Liseli ergenler gibiyim anasını satayım. Kızla yemeğe çıkacağım diye yaklaşık beş tane takım elbise değiştirdim. İşin komik tarafı ne biliyor musunuz? Hepsi de siyah renkti! O kadar yani düşünün. Benimle dalga geçtiğinizin farkındayım, ama şunu sakın aklınızdan çıkarmayın, insan dalga geçtiğini yaşamadan ölmezmiş! Hangi yavşak söylemiş bunu bilmiyorum ama iyi ki söylemiş zira başka türlü susturamazdım sizi. Şimdi düşündüm de galiba bu sözü ben söyledim. Neyse hakaret boşa gitmemiş oldu. Konumuza dönecek olursak neydi efendim, bu gece Dilara ile buluşacaktım ve hazırlık içerisindeydim. Hazırlık dediğime bakmayın duşta iki saat geçirdim, resmen damat tıraşı oldum, kendime şu kızları peşine takıp sürükleyecek parfümümden sıktım. Gerçi parfümü sıkmasam da şimdi bir giderim yok değil, ama neyse konumuz bu değil şu anda, aynanın karşısında memnun olmuş görüntüme bakıyorum şu an.

"Oğlum Cem, bırak Dilara'yı ben bile sana aşık olurum. Biz böyle de iş görürüz. Ne yapacan o cadalozu sanki!" diye aynada kendime sulanmaya başlayınca çıkma vaktimin geldiğini anlayıp saatimi de takarak kapıya yöneliyorum. Çıkmadan son kez Yiğit'i arayıp aksi bir durum olup olmadığını bana her zaman ulaşabileceğini söyleyip, günlük küfürümü de yedikten sonra telefonu cebime atarak kapıdan çıkıp arabama bindim. Heyecanlıyım, bildiğin heyecanlıyım ya la! Aha şimdi de Sincan bebelerine sardım! İyice yedin kafayı Cem, dediğinizi duyar gibiyim. Deme öyle be, aşığım sadece hem de çok! Aşık adamın her hali mazur görülür ama değil mi? Siz de nasıl destekleyicilersiniz anlamadım ki ben arkadaş! Neyse bebekler Dilara'nın kapısına varmışım, sonra sizinle cilveleşmeye devam edeceğim bekleyin beni, şimdilik önceliğim malum. Asmayın suratınızı döneceğim size güzeller...
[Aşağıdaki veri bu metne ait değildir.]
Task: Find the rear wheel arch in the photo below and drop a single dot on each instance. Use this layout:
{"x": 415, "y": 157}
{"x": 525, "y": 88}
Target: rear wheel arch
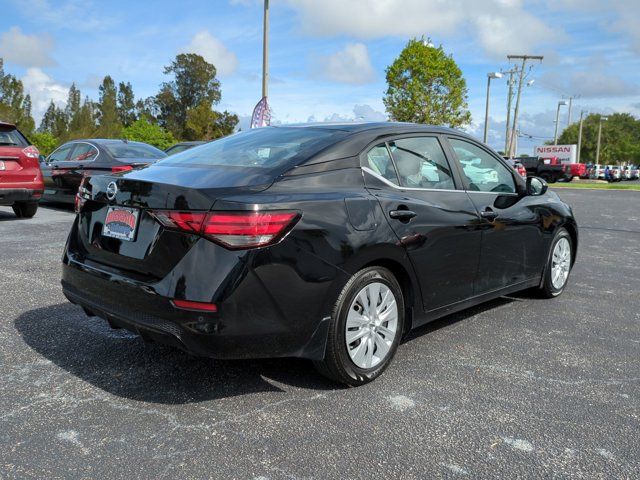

"Dilara kız ben aşağıdayım" tamam küfretmeyin bana, ben yedi ceddime sövüyorum şu an! Yuh Cem, öküz müsün oğlum, böyle mi çağrılır randevuya götüreceğin kız aşağıya! Randevu ne ya! Aman vallahi sıyırdım iyice. Arabanın aynasından aşkıma, yani kendime son kez bakıp iniyorum. İnmem ile son sürat giden arabanın yolun kenarında birikmiş suyu başımdan aşağıya sıçratması bir oluyor.

"Ulan pezevengin evladı, ulan yavşak, ulan biçimsiz patates seni yakaladığım an..." küfürlerimi kesmemin sebebi siz değilsiniz, bakmayın hiç bana öyle. Tamam kadın vücudunu kullanarak küfür etmemeye çalışıyorum ki en hassas olduğum noktalardan biridir. Küfrü hangi cins hak ediyorsa o cinsin üzerinden küfür sıralama özelliğine sahibimdir, hiçbir zaman kadın vücudunu aşağılayacak laflar etmem, sadece taparım ben o vücuda taparım. Alkışları alayım kızlar! Neyse nerede kalmıştık, sıraladığım naçizane küfürlerim bölündü, zira şen bir kahkaha dilimi damağımı kurutup, beni edebe davet etti.

"Dilaram sen böyle gül, ben hep küfrederim, ana avrat düz de giderim eğri de giderim sen gül yeter ki" diyerek yaklaşıyorum ürkütmeden ceylanıma.

"Salak salak konuşma Cem, küfrettin diye niye güleyim. O kadar hazırlanmışsın ve bir hızlı öfkeli doğan görünümlü şahin arabanın sürücüsü, gazını aldı ya bebeğim ona güldüm ben. Ayy çok komiksin, dur dur şu alnında ki çamuru sileyim de azıcık seni tanıyabileyim" diyerek yine kıkırdamaya başladı cadı. Ben niye bu kızı Yiğit'in Elif'i sevdiği gibi meleğim diyerek sevemiyorum acaba. Cevap basit çünkü Dilara'nın melek sıfatına sahip olmasıyla uzaktan yakından alakası yok olsa olsa BCB'nin yani Büyük Cadoloz Birliğinin Başkanı olur bu!

"Gel buraya dalga geçmek neymiş göstereceğim sana gel buraya" diyerek benden geri geri kaçan Dilara'ya doğru yürümeye başlıyorum.

"Sakın Cem, vururum, yolarım, gebertirim, çarparım seni sakın! Duydun mu beni?" demesine aldırış etmeden yanına yaklaşıp kollarımın arasına alıp sıkıca sarılıyorum.